Obviously comparing Corwin and Crittenden is fallacious. Corwin was a single amendment saying Congress shall never infringe on the laws as they were where they were. Crittenden was SIX amendments, including one proposing the EXPANSION of slavery which is a different issue. The free-soil states were a political minefield, and the North wanted a monopoly to ban slavery so they could expand their way to enough of a majority to pass an amendment - Southern republics be ignored.
Of course a simple glance would see the major differences between them, their scope, why both houses rejected one and approved the latter.
No, he didn't flip it on its head within weeks. He continued to offer the south an agreement well into 1862 that slavery would not be interfered with if the states ceased their rebellion.
How many on here still support the myth that he was the great emancipator is truly frightening.
Simple fact you can't refute: Before Lincoln, slavery. After Lincoln, no slavery.
Obviously comparing Corwin and Crittenden is fallacious. Corwin was a single amendment saying Congress shall never infringe on the laws as they were where they were. Crittenden was SIX amendments, including one proposing the EXPANSION of slavery which is a different issue.
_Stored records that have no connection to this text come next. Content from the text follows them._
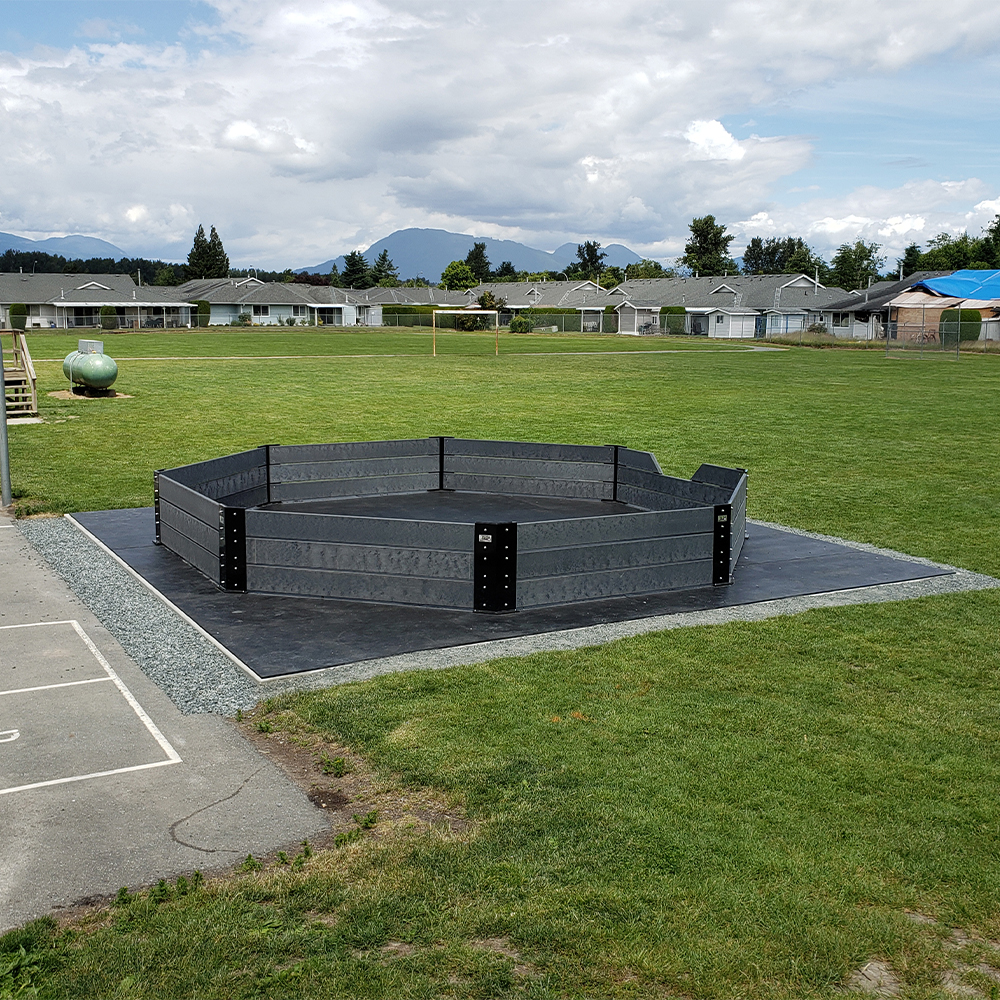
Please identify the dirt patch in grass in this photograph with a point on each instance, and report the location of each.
(342, 784)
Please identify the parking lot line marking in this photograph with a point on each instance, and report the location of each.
(49, 687)
(173, 756)
(66, 621)
(84, 777)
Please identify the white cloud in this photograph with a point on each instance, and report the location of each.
(711, 141)
(306, 127)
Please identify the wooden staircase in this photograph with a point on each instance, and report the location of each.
(20, 383)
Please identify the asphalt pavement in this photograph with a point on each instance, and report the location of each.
(103, 781)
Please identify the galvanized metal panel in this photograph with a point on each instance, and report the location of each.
(361, 587)
(594, 586)
(528, 450)
(254, 478)
(217, 468)
(375, 486)
(718, 475)
(352, 450)
(614, 555)
(189, 500)
(180, 521)
(651, 500)
(191, 552)
(353, 468)
(684, 488)
(436, 535)
(536, 535)
(479, 465)
(586, 490)
(643, 461)
(386, 560)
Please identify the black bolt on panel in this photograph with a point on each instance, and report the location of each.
(721, 544)
(156, 505)
(233, 549)
(494, 567)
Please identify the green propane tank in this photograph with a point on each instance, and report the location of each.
(90, 367)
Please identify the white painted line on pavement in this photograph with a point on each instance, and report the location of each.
(49, 687)
(162, 597)
(85, 777)
(171, 753)
(66, 621)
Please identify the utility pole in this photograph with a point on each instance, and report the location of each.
(5, 495)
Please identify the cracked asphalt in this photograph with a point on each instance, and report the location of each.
(103, 781)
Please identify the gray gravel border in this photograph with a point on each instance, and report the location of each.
(199, 677)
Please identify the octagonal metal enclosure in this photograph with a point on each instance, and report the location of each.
(490, 526)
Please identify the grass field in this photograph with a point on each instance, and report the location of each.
(746, 810)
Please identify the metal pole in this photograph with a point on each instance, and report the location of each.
(5, 495)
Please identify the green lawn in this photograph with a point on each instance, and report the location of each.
(738, 811)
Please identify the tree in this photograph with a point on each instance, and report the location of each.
(384, 273)
(356, 272)
(458, 275)
(856, 265)
(218, 259)
(199, 259)
(648, 269)
(589, 260)
(707, 251)
(478, 263)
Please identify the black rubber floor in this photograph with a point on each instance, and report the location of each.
(284, 635)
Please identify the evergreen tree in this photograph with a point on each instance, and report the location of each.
(856, 264)
(217, 257)
(458, 275)
(589, 261)
(384, 272)
(199, 258)
(707, 251)
(356, 272)
(478, 263)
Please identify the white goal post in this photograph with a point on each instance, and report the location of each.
(495, 313)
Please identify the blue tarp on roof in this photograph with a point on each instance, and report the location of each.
(964, 285)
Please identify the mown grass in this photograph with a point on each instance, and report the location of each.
(745, 810)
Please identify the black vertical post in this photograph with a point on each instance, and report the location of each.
(494, 567)
(233, 549)
(156, 505)
(722, 541)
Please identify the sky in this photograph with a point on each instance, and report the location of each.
(303, 129)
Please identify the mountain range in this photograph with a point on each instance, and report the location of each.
(427, 252)
(67, 246)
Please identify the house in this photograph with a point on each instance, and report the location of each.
(74, 301)
(724, 306)
(276, 303)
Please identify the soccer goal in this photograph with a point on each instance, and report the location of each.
(495, 313)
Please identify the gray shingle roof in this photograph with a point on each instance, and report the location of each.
(741, 291)
(880, 294)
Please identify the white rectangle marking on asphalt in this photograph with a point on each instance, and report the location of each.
(49, 687)
(174, 757)
(85, 777)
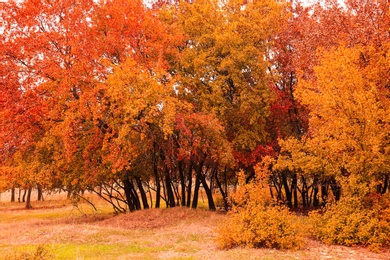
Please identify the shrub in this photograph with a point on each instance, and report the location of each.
(255, 221)
(353, 221)
(261, 226)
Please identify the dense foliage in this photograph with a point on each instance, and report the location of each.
(161, 103)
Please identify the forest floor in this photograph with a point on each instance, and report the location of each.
(59, 229)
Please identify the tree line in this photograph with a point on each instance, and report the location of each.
(145, 105)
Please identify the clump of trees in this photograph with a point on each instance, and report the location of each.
(151, 105)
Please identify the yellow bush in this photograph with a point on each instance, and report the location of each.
(256, 222)
(352, 221)
(259, 226)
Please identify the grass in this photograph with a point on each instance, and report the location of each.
(56, 229)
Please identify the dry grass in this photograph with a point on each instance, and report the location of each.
(67, 232)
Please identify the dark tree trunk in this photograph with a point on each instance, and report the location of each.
(294, 190)
(129, 194)
(158, 184)
(189, 189)
(287, 189)
(28, 199)
(142, 192)
(24, 195)
(168, 186)
(385, 184)
(382, 188)
(13, 194)
(336, 189)
(324, 193)
(223, 193)
(208, 191)
(316, 202)
(182, 184)
(196, 191)
(40, 193)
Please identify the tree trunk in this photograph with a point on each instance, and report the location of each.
(287, 189)
(224, 196)
(189, 189)
(142, 192)
(182, 184)
(208, 192)
(28, 200)
(157, 179)
(168, 186)
(13, 194)
(40, 193)
(324, 193)
(196, 191)
(24, 195)
(129, 194)
(336, 189)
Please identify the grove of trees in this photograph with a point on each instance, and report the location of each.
(151, 104)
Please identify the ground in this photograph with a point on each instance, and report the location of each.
(60, 229)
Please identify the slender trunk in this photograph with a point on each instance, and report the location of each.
(24, 195)
(189, 189)
(294, 189)
(385, 184)
(40, 193)
(316, 202)
(28, 200)
(129, 194)
(168, 186)
(158, 184)
(13, 194)
(336, 189)
(196, 191)
(287, 190)
(324, 193)
(208, 191)
(224, 196)
(182, 184)
(142, 192)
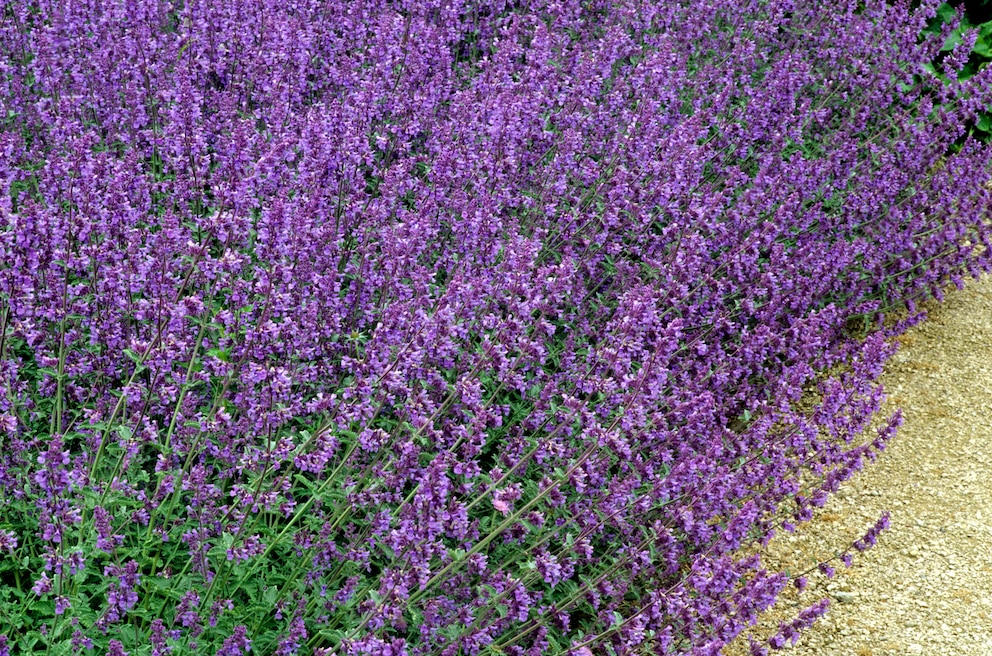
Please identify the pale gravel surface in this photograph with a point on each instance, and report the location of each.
(926, 588)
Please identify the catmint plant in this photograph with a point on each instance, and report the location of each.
(438, 328)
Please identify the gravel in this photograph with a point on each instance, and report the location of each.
(926, 588)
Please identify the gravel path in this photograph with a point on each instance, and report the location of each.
(926, 588)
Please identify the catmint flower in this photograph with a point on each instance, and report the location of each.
(8, 541)
(42, 586)
(237, 644)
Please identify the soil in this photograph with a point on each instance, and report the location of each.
(926, 587)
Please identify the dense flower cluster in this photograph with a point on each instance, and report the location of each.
(409, 327)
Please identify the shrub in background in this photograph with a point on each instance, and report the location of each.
(451, 327)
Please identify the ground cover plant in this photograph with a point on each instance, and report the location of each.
(453, 328)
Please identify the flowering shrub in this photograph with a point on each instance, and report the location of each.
(395, 327)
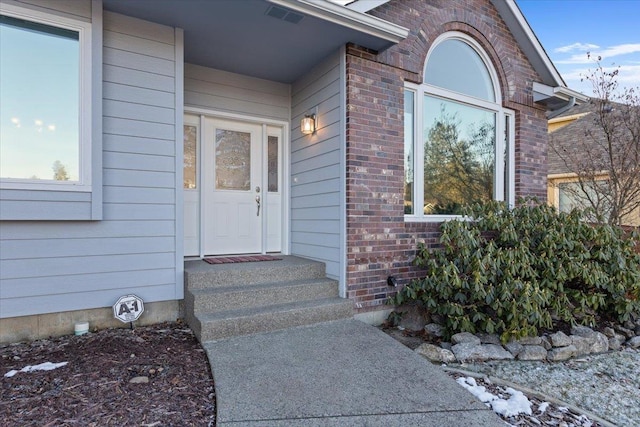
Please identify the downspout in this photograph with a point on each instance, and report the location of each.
(567, 107)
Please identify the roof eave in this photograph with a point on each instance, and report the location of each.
(528, 42)
(346, 17)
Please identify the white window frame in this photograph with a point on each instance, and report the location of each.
(84, 102)
(495, 107)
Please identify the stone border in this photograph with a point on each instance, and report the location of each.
(555, 347)
(534, 393)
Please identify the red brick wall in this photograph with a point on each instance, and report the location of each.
(379, 242)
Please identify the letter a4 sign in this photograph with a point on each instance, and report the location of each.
(128, 308)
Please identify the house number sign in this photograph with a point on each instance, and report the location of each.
(128, 308)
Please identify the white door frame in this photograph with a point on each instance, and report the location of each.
(204, 113)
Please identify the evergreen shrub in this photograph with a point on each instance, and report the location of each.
(515, 271)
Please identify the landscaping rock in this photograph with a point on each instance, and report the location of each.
(435, 353)
(469, 351)
(489, 338)
(514, 347)
(464, 337)
(601, 344)
(561, 353)
(615, 342)
(533, 352)
(530, 341)
(629, 324)
(598, 342)
(624, 331)
(560, 339)
(581, 344)
(634, 342)
(434, 329)
(413, 317)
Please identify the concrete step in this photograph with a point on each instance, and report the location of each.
(246, 296)
(200, 275)
(246, 321)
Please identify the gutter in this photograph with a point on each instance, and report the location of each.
(558, 99)
(348, 18)
(555, 113)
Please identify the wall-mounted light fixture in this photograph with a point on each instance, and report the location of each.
(308, 124)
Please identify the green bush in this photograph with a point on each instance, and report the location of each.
(513, 271)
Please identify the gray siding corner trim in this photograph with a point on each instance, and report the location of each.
(343, 168)
(318, 167)
(179, 184)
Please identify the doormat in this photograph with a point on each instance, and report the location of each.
(235, 259)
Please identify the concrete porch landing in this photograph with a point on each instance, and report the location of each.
(338, 373)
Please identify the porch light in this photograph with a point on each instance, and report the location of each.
(308, 124)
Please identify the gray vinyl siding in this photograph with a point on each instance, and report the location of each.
(55, 266)
(317, 172)
(221, 91)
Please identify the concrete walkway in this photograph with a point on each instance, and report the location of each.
(341, 373)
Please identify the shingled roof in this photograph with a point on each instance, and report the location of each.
(583, 139)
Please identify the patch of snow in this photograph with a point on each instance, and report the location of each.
(46, 366)
(543, 407)
(516, 404)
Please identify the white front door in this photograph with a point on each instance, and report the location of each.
(233, 191)
(232, 187)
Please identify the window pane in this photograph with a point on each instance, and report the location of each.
(272, 165)
(233, 160)
(459, 155)
(507, 171)
(456, 66)
(190, 157)
(409, 121)
(39, 101)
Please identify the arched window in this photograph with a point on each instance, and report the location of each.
(458, 137)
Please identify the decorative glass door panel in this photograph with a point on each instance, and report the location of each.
(191, 186)
(233, 160)
(232, 187)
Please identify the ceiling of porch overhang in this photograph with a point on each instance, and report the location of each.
(238, 35)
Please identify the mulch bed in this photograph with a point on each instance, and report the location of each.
(94, 388)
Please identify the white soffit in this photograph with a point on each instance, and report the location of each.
(365, 5)
(346, 17)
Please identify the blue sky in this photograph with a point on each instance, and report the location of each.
(568, 29)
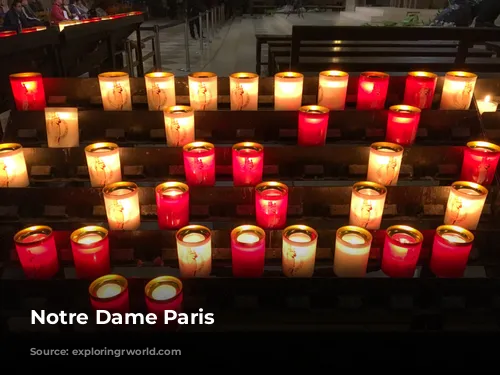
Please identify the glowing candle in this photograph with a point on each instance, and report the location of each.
(13, 171)
(332, 89)
(288, 91)
(271, 205)
(450, 251)
(62, 127)
(248, 251)
(384, 163)
(458, 89)
(244, 88)
(28, 91)
(160, 88)
(37, 252)
(203, 91)
(122, 205)
(199, 163)
(299, 251)
(179, 125)
(90, 247)
(401, 251)
(194, 250)
(352, 250)
(172, 203)
(419, 89)
(115, 91)
(248, 163)
(465, 204)
(372, 90)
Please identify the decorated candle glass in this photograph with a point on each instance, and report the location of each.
(28, 91)
(288, 91)
(372, 90)
(122, 205)
(244, 89)
(458, 89)
(465, 204)
(194, 250)
(115, 91)
(37, 252)
(160, 88)
(384, 163)
(179, 125)
(248, 251)
(90, 247)
(199, 163)
(352, 250)
(203, 91)
(419, 89)
(401, 251)
(248, 163)
(271, 205)
(332, 89)
(13, 170)
(103, 163)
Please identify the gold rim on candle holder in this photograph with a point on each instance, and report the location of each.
(463, 233)
(162, 280)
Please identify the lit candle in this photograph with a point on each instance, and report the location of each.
(248, 251)
(172, 204)
(372, 90)
(248, 163)
(122, 205)
(332, 89)
(288, 91)
(37, 252)
(450, 251)
(115, 91)
(299, 251)
(203, 91)
(179, 125)
(367, 204)
(199, 163)
(160, 88)
(62, 127)
(384, 163)
(419, 89)
(271, 205)
(352, 250)
(13, 170)
(194, 250)
(28, 91)
(401, 251)
(90, 248)
(244, 88)
(458, 89)
(465, 204)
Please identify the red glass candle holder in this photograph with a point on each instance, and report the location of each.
(450, 251)
(110, 293)
(401, 251)
(313, 125)
(480, 162)
(37, 252)
(248, 251)
(90, 247)
(271, 205)
(248, 163)
(28, 91)
(402, 124)
(372, 90)
(419, 89)
(199, 163)
(172, 204)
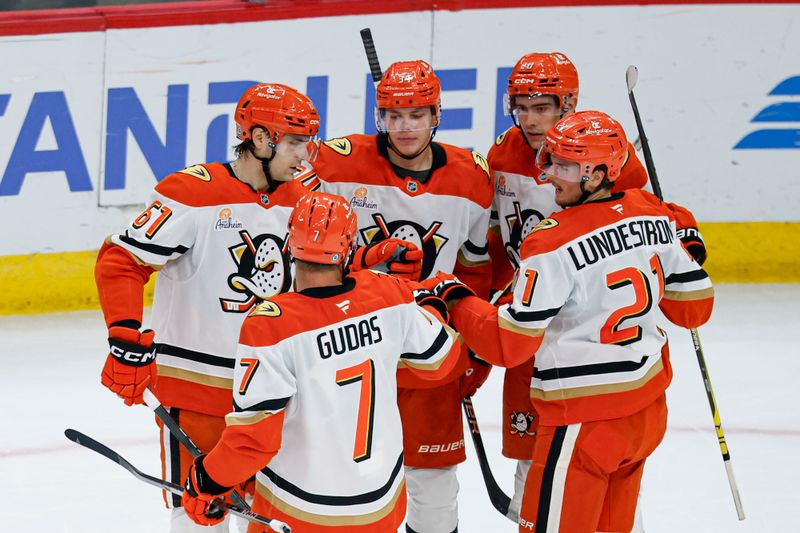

It's not fallacious at all. Crittenden essentially gave the south everything that Corwin did, plus a guarantee that slavery could expand in the territories south of the old Missouri Compromise line and that it couldn't be outlawed in DC. You claim that the expansion of slavery was a different issue, but in fact it was THE issue. It's the platform that Lincoln ran on and it's the reason why Corwin was acceptable to the northern states but not the slave states, and the opposite was true of Crittenden.